IMO Q

Score

Sections

Pros

  • Cheap
  • Compact

Cons

  • Poor screen
  • Poor camera
  • Poor battery life
  • Poor performance

Key Features

  • Review Price: £49.99
  • 4-inch 480 x 800-pixel LCD screen
  • 8GB storage
  • 1GB RAM
  • Quad-core Spreadtrum CPU
  • 5-megapixel rear, 2-megapixel front cameras
  • Android 5.1
View All

What is the IMO Q?

The IMO Q is a cheap phone.

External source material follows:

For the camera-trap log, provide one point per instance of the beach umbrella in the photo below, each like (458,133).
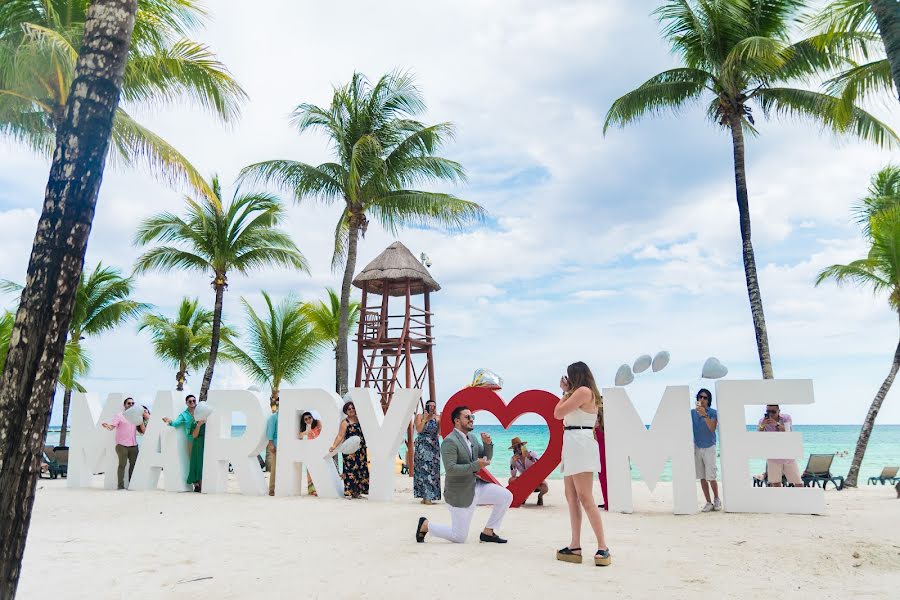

A really cheap phone, if you shop around enough.

In the UK, for example, it’s been seen on sale for as little as £24.99. At that price, it’s hard to complain about quality issues – but they do exist, and make the IMO Q much less attractive if you’re looking at paying closer to the £50/$50 standard price.

The cameras are poor and the design boring, but the one part that should really put you off is performance. It’s slow enough to be a pain to use much of the time.

Related: Best Cheap Phones
IMO Q 5

IMO Q — Design

A phone this cheap doesn’t need much of a personality to get by, and the only reason friends might take interest in the IMO Q is because they’ve not seen the IMO logo on the back before. It’s a small plastic phone with a metallic grey finish.

It looks and feels like what it is: a simple entry-level phone. A small screen makes its size manageable even for kiddy hands, and the curved back is comfortable enough to hold.

The IMO Q is dull, but perfectly sensible design-wise. For example, it uses soft keys below the screen rather than relying on software buttons. With a small-screen phone like this, that’s a good idea, as it leaves more of the display free for the Android interface.

It’s not an entirely plain grey rectangle either. There’s a subtle two-tone look here, with a lighter bar running down its sides. This attaches to the removable battery cover, under which you find the battery (removable), Micro SIM and microSD card slot. I wouldn’t advise taking the back off too often, though, as one of the clips has already become a bit loose on my review sample.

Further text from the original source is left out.